I will be the first to admit that this solution is imperfect, incomplete, and not thoroughly fleshed out:

  • You'll need to keep the fragments table synchronized with the base table using triggers - simplest would be for inserts and updates, delete all rows for those customers and re-insert them, and for deletes obviously remove the rows from the fragments table.

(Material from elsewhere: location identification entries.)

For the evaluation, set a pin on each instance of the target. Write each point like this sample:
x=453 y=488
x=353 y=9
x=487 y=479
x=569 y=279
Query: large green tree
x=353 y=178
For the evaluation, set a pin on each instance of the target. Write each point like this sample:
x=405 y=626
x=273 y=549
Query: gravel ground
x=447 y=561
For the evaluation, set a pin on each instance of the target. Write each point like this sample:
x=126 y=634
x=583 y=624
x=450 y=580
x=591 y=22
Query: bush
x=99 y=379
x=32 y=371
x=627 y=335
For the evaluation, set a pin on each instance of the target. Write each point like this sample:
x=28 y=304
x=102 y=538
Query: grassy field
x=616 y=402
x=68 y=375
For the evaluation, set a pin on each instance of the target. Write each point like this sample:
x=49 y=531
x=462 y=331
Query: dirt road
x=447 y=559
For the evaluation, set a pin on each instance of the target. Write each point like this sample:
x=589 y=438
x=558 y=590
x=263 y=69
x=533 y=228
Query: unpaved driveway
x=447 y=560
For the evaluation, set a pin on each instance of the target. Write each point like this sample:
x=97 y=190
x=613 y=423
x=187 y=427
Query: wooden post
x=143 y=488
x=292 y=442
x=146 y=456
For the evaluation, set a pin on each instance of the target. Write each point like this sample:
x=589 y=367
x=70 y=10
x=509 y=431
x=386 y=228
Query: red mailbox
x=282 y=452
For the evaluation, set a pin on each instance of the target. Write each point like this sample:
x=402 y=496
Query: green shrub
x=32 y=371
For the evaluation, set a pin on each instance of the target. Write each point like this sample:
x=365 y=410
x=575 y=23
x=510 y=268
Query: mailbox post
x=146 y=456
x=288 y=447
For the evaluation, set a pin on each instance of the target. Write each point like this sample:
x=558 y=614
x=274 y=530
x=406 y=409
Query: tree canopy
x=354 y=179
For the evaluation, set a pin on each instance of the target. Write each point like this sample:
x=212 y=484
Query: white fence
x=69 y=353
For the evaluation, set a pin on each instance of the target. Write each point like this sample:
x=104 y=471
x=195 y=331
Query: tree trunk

  • As mentioned, this solution worked better for this specific data size, and may not do so well for other string lengths. It would warrant further testing to ensure it is appropriate for your column size, average value length, and typical search parameter length.
  • Since we will have a lot of copies of fragments like "Crescent" and "Street" (never mind all the same or similar street names and house numbers), could further normalize it by storing each unique fragment in a fragments table, and then yet another table that acts as a many-to-many junction table. That would be a lot more cumbersome to set up, and I'm not quite sure there would be much to gain.
  • I didn't fully investigate page compression yet, it seems that - at least in theory - this could provide some benefit. I also have a feeling a columnstore implementation may be beneficial in some cases, too.

Anyway, all that said, I just wanted to share it as a developing idea, and solicit any feedback on its practicality for specific use cases. I can dig into more specifics for a future post if you can let me know what aspects of this solution interest you.